The calculated simplicity of the paintings shown here (all but two from 1987) works brilliantly, jarringly. There is a boldness to each of these abstract “constructed” canvases that comes through no matter how subtle the material content or coloration—in Lacanian terms, pushing through the symbolic and imaginary orders to an unnameably “real” emotion. Here, the emotion is projected as a long wail of shape, familiar yet so absurd in its surroundings as to function with subjective freshness, like a splash of color. Dessì renews our sense of the ambiguity and duplicity of all images, for he presents equivocation as the substratum of form and the goal of art itself.

This surge toward the intangible from a very tangible launchpad is something that we experience as a kind of impacted sensation of the sublime. In Alla lettera (To the letter, 1987), perhaps the exhibition’s signature piece, Dessì has taken a long, double-grooved strip of iron, one end of which he has bent at a right angle and then twisted, and attached it to the painted canvas vertically and slightly off center. The dark bar rises from the painting’s bottom edge and then juts out at the viewer about two-thirds of the way up, the cold, factual metal contrasting with the relatively insubstantial wave of paint that surrounds it like an aura; the truncated end of the grooved bar forms the letter E. This gesture within a gesture is peculiarly picturesque, and is made emphatic by the few strokes of paint that accentuate the emptiness of the large canvas. Arte povera—from which this and many of the other works derive—always had picturesque pretensions, but here they are given a new point.

John Ruskin distinguished between the “lower picturesque,” in which the effect of sublimity is “caused by something external” to the thing that appears sublime, and the “higher picturesque,” in which sublimity seems “inherent in the nature of the thing”; the paintings of Turner, in his view, exemplified the higher picturesque. Arte povera was fundamentally lower picturesque; although this new arte povera (if it can be called that) combines both, it tends toward the higher picturesque. The stark iron bar in Alla lettera, set incongruously in a “landscape” of gestures—a lower picturesque method—is enigmatic and a bit shocking, and thus seems inherently sublime.

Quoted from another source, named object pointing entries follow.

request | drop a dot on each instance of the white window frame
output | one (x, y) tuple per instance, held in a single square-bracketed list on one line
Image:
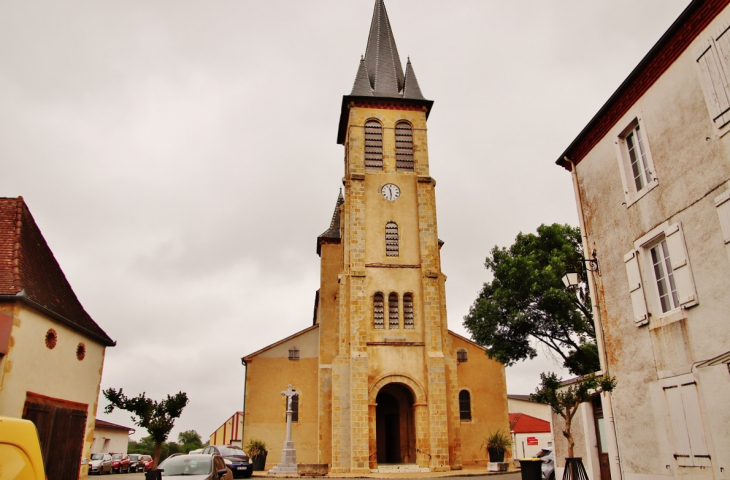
[(643, 288), (684, 421), (712, 58), (631, 192)]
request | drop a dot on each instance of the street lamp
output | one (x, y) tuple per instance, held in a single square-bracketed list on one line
[(572, 279)]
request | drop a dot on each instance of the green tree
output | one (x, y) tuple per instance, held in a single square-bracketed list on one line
[(157, 417), (189, 440), (565, 399), (527, 301)]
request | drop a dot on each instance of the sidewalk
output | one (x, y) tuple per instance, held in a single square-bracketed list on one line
[(467, 471)]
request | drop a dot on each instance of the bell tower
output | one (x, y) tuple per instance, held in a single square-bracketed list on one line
[(392, 382)]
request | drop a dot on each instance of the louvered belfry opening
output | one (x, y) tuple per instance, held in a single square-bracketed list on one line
[(393, 321), (391, 239), (403, 147), (378, 311), (373, 144), (408, 311)]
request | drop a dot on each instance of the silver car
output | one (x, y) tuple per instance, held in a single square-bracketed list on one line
[(100, 463)]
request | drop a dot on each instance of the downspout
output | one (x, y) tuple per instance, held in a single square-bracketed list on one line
[(615, 463)]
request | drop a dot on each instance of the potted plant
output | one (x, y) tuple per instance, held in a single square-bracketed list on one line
[(257, 451), (497, 444)]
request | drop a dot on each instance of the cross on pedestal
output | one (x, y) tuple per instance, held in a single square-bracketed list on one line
[(288, 453)]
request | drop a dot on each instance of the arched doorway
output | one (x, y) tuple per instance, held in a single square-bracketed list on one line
[(394, 426)]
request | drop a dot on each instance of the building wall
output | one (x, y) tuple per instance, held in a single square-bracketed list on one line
[(485, 380), (30, 366), (534, 409), (267, 375), (692, 166), (230, 432), (108, 440)]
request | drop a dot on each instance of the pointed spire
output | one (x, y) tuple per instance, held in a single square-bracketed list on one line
[(362, 87), (381, 56), (411, 88)]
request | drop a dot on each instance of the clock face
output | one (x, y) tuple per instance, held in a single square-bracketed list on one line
[(390, 191)]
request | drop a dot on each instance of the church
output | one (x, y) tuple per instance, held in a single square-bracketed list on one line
[(381, 380)]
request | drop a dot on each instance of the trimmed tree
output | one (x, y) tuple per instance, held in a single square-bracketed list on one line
[(564, 400), (157, 418)]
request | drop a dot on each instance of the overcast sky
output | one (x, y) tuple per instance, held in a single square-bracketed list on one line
[(180, 156)]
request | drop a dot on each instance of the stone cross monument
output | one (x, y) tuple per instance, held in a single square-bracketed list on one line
[(288, 453)]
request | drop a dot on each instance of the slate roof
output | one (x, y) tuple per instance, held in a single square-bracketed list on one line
[(333, 232), (380, 73), (30, 273), (523, 423)]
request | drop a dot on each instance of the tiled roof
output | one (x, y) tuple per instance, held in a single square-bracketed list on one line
[(523, 423), (30, 272), (114, 426)]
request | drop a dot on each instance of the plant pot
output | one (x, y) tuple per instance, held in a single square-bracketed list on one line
[(259, 462), (495, 454)]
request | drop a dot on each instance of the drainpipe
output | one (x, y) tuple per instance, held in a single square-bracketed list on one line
[(615, 462)]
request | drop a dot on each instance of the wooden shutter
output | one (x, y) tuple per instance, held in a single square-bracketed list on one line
[(403, 146), (391, 239), (373, 144), (378, 311), (682, 451), (636, 289), (680, 265), (714, 81), (723, 212), (393, 320), (408, 311)]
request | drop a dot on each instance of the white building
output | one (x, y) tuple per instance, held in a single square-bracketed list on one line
[(651, 173)]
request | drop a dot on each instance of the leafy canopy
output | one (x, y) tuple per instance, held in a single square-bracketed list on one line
[(527, 301)]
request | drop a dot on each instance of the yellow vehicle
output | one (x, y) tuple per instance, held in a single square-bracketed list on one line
[(20, 450)]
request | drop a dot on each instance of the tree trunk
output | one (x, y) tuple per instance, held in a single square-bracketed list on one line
[(156, 455)]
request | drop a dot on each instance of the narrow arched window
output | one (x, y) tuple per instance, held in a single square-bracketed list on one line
[(464, 405), (378, 311), (373, 144), (393, 321), (408, 310), (404, 147), (391, 239)]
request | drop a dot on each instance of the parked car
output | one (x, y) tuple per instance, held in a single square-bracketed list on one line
[(147, 462), (21, 449), (234, 457), (100, 463), (548, 463), (135, 462), (196, 467), (120, 463)]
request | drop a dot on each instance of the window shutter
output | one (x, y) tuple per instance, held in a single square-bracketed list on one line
[(715, 83), (680, 266), (636, 289), (682, 451), (693, 417)]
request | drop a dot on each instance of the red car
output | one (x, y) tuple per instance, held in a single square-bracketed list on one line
[(120, 463)]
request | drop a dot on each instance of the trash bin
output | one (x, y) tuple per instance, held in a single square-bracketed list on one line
[(153, 475), (531, 468)]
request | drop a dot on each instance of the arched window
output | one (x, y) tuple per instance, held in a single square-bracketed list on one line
[(408, 310), (293, 353), (403, 147), (391, 239), (393, 321), (373, 144), (378, 311), (464, 405)]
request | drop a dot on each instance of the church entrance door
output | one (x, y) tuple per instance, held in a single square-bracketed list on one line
[(394, 425)]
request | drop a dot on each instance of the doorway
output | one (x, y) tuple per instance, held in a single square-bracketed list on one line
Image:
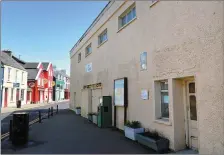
[(191, 111)]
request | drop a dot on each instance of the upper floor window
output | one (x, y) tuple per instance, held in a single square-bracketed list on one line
[(88, 50), (79, 57), (22, 77), (102, 37), (127, 16), (9, 74), (16, 76), (38, 82)]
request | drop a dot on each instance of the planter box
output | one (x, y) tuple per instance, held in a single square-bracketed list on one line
[(78, 111), (90, 118), (131, 133), (94, 117), (161, 145)]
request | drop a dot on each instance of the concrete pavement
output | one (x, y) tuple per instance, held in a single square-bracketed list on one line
[(7, 111), (67, 133)]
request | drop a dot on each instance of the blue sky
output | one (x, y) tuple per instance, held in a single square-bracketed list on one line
[(46, 31)]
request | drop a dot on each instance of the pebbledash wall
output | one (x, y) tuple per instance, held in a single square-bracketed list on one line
[(184, 43)]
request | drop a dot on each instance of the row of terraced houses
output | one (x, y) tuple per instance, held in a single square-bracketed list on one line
[(31, 82), (162, 63)]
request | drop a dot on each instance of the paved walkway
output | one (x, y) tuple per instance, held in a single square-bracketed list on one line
[(7, 111), (67, 133)]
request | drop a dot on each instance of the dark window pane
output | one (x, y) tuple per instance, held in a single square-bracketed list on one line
[(133, 13), (129, 16), (165, 104), (164, 86), (193, 108), (191, 87), (123, 20)]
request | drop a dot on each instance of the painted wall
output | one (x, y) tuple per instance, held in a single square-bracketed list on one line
[(1, 80), (12, 91), (182, 39)]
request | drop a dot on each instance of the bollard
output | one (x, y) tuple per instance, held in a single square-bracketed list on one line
[(51, 111), (57, 109), (48, 114), (39, 116), (10, 130)]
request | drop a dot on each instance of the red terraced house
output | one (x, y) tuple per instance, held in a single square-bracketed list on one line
[(48, 80), (35, 81)]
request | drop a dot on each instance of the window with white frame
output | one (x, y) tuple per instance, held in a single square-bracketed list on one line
[(22, 94), (38, 82), (127, 16), (22, 77), (102, 37), (88, 50), (11, 97), (79, 57), (164, 99), (9, 74), (16, 79), (161, 100)]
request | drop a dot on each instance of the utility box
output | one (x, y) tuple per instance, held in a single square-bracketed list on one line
[(104, 118), (20, 128)]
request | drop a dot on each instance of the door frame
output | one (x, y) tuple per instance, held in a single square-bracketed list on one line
[(186, 110)]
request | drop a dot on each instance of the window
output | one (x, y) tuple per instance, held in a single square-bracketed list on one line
[(79, 57), (164, 99), (16, 80), (22, 77), (11, 97), (22, 94), (9, 74), (88, 50), (102, 37), (127, 16)]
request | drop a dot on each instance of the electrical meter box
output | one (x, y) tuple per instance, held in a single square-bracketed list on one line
[(104, 119)]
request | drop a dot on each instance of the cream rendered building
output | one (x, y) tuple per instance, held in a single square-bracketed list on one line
[(183, 73)]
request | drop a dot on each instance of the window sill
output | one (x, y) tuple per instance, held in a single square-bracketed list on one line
[(151, 5), (102, 43), (126, 24), (163, 121)]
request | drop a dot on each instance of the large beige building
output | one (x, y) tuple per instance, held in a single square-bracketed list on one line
[(172, 55)]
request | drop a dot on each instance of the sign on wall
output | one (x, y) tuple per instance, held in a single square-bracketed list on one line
[(145, 94), (143, 60), (88, 67)]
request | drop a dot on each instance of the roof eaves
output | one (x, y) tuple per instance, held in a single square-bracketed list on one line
[(91, 26)]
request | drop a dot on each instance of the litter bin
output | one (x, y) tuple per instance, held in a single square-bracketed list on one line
[(20, 128), (18, 104)]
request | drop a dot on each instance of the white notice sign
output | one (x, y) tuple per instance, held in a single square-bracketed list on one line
[(88, 67), (145, 94)]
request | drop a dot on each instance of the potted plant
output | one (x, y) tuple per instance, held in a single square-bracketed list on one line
[(153, 140), (132, 128), (90, 117), (94, 117), (78, 110)]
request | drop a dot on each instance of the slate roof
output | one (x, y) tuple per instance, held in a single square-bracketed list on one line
[(32, 73), (9, 61), (31, 65)]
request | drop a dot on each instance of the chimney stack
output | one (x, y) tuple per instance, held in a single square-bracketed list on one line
[(8, 52)]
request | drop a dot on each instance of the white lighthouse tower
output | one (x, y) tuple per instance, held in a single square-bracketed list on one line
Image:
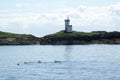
[(68, 27)]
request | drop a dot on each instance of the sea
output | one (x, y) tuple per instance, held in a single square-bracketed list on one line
[(60, 62)]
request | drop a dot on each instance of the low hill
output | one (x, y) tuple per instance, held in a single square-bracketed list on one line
[(95, 37), (7, 38)]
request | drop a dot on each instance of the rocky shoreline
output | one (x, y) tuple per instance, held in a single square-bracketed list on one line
[(62, 38)]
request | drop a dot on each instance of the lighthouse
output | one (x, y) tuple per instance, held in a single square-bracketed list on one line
[(68, 27)]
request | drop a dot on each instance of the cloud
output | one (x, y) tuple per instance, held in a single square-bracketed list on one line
[(83, 18)]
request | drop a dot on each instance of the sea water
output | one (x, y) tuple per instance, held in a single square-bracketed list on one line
[(65, 62)]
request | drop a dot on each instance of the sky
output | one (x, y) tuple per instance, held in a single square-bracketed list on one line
[(42, 17)]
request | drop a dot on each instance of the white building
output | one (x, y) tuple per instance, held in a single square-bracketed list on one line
[(68, 27)]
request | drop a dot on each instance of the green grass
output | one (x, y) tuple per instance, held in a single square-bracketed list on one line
[(12, 35), (73, 34)]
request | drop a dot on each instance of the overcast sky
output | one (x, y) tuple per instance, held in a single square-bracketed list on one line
[(42, 17)]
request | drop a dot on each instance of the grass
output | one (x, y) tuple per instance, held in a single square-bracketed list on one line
[(73, 34), (12, 35)]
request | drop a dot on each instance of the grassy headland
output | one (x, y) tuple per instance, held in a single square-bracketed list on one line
[(61, 38), (7, 38), (95, 37)]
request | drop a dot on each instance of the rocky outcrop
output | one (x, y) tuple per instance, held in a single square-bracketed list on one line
[(61, 38), (96, 37)]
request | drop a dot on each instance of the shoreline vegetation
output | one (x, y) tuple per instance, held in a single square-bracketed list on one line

For Ruskin, the higher picturesque depended upon the artist’s “largeness of sympathy.” This interior sublimity is conveyed by the way an object is made to seem incommensurate with its own space. Nearly all of the pictures shown here depend on this strategy; many of them extend it through their largeness of scale. Dessì establishes a central, usually geometric element in an indeterminate, rather dramatic space. In North Moore, 1986, this objectlike centering device is a rosette made of two juxtaposed squares of wood; in Alta la vista (Looking up, 1987), it is the overlapping white and black triangles; in Rosa (Rose, 1987) it is a smaller, gearlike version of the rosette in North Moore; in Punto a capo (Paragraph break, 1987) the center of sublime gravity is a black oval “head” above a “body” of collaged canvas strips; and so on. The strategy both objectifies the largeness of sympathy—echoed in the apparently unencompassable and incomprehensible largeness of the works’ pictorial space—and standardizes the means by which the effect of the sublime can be generated. But Dessì’s structure never becomes formulaic; his space remains uncanny—sufficiently equivocal to be experienced as both internal and external, giving its sublimity a special grandeur, that of the unnameable.